If you are curious about My Maps and want to build one of your own, you can check out a post on the official Google Maps blog I authored a couple weeks ago, Using My Maps for your summer sublet, for step-by-step directions. Still, I always get a kick of being mapless and instead wandering to find that-one-bakery-by-the-house-with-the-extra-friendly-golden-retriever-and-rose-bushes…

Wednesday, March 2, 2011

Building a Gender-Aware Interview Part 1: "Success"

I had dinner with a friend who works at Google recently. Over Mediterranean cuisine, we fell into a topic we have talked about before: Google’s low female engineering population. To be fair, Google’s statistics are similar to many companies. They are also leading the way in fantastic initiatives such as the Anita Borg Scholarship or BOLD Intern Program…but that’s not good enough for me. It may be naïve, but I have secretly held out hope that Google would be the single company to truly push the boundaries with an enlightened and inclusive recruiting process.
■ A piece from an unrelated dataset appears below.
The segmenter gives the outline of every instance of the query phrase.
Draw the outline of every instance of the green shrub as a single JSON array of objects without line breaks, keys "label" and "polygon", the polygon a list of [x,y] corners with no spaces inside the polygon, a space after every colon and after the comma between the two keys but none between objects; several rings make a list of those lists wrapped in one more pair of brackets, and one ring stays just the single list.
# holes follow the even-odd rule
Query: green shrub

I have a dream to impact more than 10,000 young women who are considering a STEM (Science, Technology, Engineering and Math) field. My senior year at CU, I spent 10 hours/week completing research on women in the College of Engineering & Applied Sciences. I care about this stuff. A ton. So much, in fact, that it almost feels too personal to publish it to a widespread blog. But the movement continues, and I insist on being part of the propellant. Springing forward…

After learning of my research, I am occasionally asked, “What was your most surprising finding?” Clear winner: men and women use different language to explain their successes and failures. Let me give you an example. In separate settings, both men and women in the college would lament about certain classes: “Oh discrete math? Yeah, I totally failed that class.” The differentiator? When inquiring about their specific mark, while the men had actually received a failing grade in the class, the women had typically received a passing grade. Yet, in their words, they had both “failed.” I listened to this phase repeatedly, even from women who had received A’s and B’s, which is above the college’s 2.9 average GPA! My research team observed this shifted semantic scale for the other side of the spectrum too. Generally speaking, women would say they did “ok” when receiving an “A-“ while males would unblinkingly say they “rocked it.” Unsurprisingly, both sets were happy with A’s.

I am obviously generalizing a bit to make a point, but it is a point I want to make clear to potential interviewers out there. I have heard stories from Qualcomm, Microsoft and Google about interviewers who really liked the look of a female candidate “on paper,” but she did not appear as confident in the interview. I have even taught fabulous women in programming classes, who have confided in me that they are, “not really good at engineering stuff and just work super hard.” Believe me, ladies, I have felt the same way before. But stop. Saying. That. Stuff. In. Interviews. Especially when you are styling a great GPA and being interviewed by top companies. It’s 100% normal to have these thoughts (dig into the Impostor Syndrom, for proof), but save the comments for your friends and mentors who can help you grow.

As is the theme with most posts on this blog, I am not promoting a strict metamorphosis from one side or the other. Let’s step forward by meeting halfway. Women, it is not a crime to question your instincts and employ tactics that seem more egocentric than your typical style; know that it is sometimes a dog-eat-dog world, where you are evaluated against your peers. Interviewers of the world: there is data out there. A little education and sharing among your colleagues can go a long way, as it may bag you one of the great female leaders of the future.